A few years after her husband's death, Magno went to work in the Philippine government as assistant to the secretary of health. She served for 10 years, until 1969.

That year, she moved with her family to Washington, D.C., where she had a fellowship to study oncology at Georgetown University. At Georgetown, she developed a pilot hospice program and persuaded officials at Blue Cross Blue Shield to cover hospice care as a benefit for six months. The six months of coverage was later adopted as the standard in the insurance industry.

While at Georgetown, Magno was diagnosed with breast cancer and underwent a radical mastectomy and radiation. The experience enabled her to experience firsthand the fears of patients confronting death.

"It made her see the anguish these people went through," Pat Pastore, a nurse who met Magno 30 years ago through a church group, said in an interview with The Times late last week.

In 1975, Magno was called to treat a patient in the final stages of pancreatic cancer who had been admitted to Georgetown University Hospital for severe abdominal pain. She controlled his pain with drugs and sent him home, only to face him again a few days later when the pain returned, accompanied by violent nausea and vomiting. Again, Magno medicated him; again, he returned.

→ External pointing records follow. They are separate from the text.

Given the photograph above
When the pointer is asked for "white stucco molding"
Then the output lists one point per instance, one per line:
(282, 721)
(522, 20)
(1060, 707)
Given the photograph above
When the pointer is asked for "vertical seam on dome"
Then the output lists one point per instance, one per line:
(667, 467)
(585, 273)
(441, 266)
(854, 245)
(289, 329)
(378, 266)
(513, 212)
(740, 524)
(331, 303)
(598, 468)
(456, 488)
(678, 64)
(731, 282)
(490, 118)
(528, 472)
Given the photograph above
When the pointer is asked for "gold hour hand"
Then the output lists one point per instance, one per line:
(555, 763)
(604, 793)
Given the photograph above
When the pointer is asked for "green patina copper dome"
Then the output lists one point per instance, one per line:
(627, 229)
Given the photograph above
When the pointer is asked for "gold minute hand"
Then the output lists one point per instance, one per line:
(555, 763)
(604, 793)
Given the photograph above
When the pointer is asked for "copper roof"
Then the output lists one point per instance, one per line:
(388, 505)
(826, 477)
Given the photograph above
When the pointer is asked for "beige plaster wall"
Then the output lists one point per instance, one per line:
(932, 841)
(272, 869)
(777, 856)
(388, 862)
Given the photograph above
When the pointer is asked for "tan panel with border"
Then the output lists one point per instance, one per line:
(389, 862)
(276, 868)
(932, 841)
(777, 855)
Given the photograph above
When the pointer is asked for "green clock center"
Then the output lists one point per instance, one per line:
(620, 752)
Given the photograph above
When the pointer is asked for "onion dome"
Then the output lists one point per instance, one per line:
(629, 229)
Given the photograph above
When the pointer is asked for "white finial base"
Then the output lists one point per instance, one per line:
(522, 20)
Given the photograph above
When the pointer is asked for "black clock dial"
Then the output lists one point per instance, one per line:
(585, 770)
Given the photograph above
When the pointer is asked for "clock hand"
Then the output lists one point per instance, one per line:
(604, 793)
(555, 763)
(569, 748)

"That man was in too much pain to take a sip of water," she recalled in a 1980 interview with the Independent News Alliance. "And now that the possibilities for a recovery were gone, so were his specialists. He seemed so very alone."

It was then she decided that what American medicine offered the dying was sorely inadequate.

She spent the next few years in England and Canada, visiting the hospices that existed solely to comfort the dying, alleviate their physical suffering and give them the freedom to shape their last days.

When she returned, she joined with several interested friends, including Pastore, to turn an abandoned elementary school in suburban Washington into a haven for the terminally ill. They persuaded county officials not only to donate the building but provide nearly $1 million to refurbish it. The Hospice of Northern Virginia, in Arlington, opened in 1977, three years after the first U.S. hospice was established in Connecticut. Magno served as medical director for three years.

In 1983, she founded the International Hospice Institute to educate doctors about the management of terminal illness; that group later became the International Assn. for Hospice and Palliative Care. In 1984, she moved to Detroit to establish a home-care program for the city's first hospice and subsequently started a hospice service for Detroit's Henry Ford Hospital. She also was the first executive director of the National Hospice Organization.

After moving back to the Philippines a few years ago, she continued to work on hospice issues, developing models for programs in Third World countries.

Pastore, a nurse for 46 years who worked alongside Magno at the Arlington hospice, described her friend and former colleague as a highly accomplished diagnostician. But her greatest gift, according to Pastore, was her ability to intuit the needs of those facing the end of life.

Magno helped patients who wanted to die at home, or those who refused pain medication because it would make them too woozy and erode the quality of their last days with their children.